Question

1. nora and so - hee each solve the equation 2(6 - 4x)=-2x - 2 in different ways.

noras work
2(6 - 4x)=-2x - 2
2(6)-4x=-2x - 2
12 - 4x=-2x - 2
12 - 4x + 4x=-2x + 4x - 2
12 = 2x - 2
12 + 2 = 2x - 2 + 2
14 = 2x
1/2(14)=1/2(2x)
7 = x
the solution is 7.
so - hees work
2(6 - 4x)=-2x - 2
1/2(2(6 - 4x))=1/2(-2x - 2)
6 - 4x=-x - 1
6 - 4x + x=-x + x - 1
6 - 3x=-1
6+( - 6)-3x=-1+( - 6)
-3x=-7
-1/3(-3x)=-1/3(-7)
x = 7/3
the solution is 7/3.
a. which students solution shows a correct method for solving the equation?
b. in the incorrect solution, circle the step that first shows an error.
c. explain why the step you circled is incorrect.

Explanation:

Step1: Analyze Nora's work

Nora made an error in the second - step. When using the distributive property $a(b - c)=ab - ac$, for $2(6 - 4x)$, it should be $2\times6-2\times4x = 12-8x$, not $2(6)-4x$.

Step2: Analyze So - hee's work

So - hee correctly applied the distributive property and the properties of equality (addition, subtraction, multiplication, and division) to solve the equation. She first multiplied both sides of the equation by $\frac{1}{2}$, then added $x$ to both sides, and then subtracted 6 from both sides, and finally divided both sides by - 3 to get the correct solution.

Answer:

a.

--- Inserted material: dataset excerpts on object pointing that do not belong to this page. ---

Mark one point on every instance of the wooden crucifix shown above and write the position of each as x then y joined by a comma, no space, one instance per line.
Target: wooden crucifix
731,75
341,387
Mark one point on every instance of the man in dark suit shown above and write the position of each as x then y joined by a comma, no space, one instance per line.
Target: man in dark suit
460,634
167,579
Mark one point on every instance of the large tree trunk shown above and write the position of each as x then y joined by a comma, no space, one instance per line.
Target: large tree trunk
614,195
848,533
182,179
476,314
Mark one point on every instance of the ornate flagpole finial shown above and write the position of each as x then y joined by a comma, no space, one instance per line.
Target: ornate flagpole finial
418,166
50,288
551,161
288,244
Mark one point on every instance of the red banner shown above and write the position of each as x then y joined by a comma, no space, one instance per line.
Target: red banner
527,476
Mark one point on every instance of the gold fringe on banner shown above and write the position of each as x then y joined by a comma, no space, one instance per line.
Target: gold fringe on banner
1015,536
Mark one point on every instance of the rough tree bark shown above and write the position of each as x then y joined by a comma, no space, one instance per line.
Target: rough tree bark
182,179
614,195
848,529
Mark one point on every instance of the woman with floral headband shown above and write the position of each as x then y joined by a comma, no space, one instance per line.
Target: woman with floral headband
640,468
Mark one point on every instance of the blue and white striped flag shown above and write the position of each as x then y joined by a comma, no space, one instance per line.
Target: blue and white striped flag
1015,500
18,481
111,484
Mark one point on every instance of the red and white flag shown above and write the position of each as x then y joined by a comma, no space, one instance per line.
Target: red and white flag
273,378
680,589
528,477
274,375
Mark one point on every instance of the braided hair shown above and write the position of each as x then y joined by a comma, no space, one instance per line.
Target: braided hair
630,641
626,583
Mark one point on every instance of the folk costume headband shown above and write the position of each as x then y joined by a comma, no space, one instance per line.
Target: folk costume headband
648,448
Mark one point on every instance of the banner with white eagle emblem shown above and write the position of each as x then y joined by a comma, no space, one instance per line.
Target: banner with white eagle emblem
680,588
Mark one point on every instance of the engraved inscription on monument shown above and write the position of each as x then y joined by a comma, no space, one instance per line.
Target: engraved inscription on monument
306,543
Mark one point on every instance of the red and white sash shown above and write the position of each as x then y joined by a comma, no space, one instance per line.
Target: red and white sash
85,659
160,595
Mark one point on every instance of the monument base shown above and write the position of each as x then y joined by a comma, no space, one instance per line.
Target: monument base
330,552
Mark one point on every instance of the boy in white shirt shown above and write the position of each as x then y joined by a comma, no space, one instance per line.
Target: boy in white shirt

So - hee's solution shows a correct method for solving the equation.
b. In Nora's solution, the step $2(6)-4x=-2x - 2$ is the first step that shows an error.
c. The error is that when applying the distributive property $a(b - c)=ab - ac$ to $2(6 - 4x)$, Nora did not multiply 4x by 2. It should be $2\times6-2\times4x=12 - 8x$, not $12-4x$.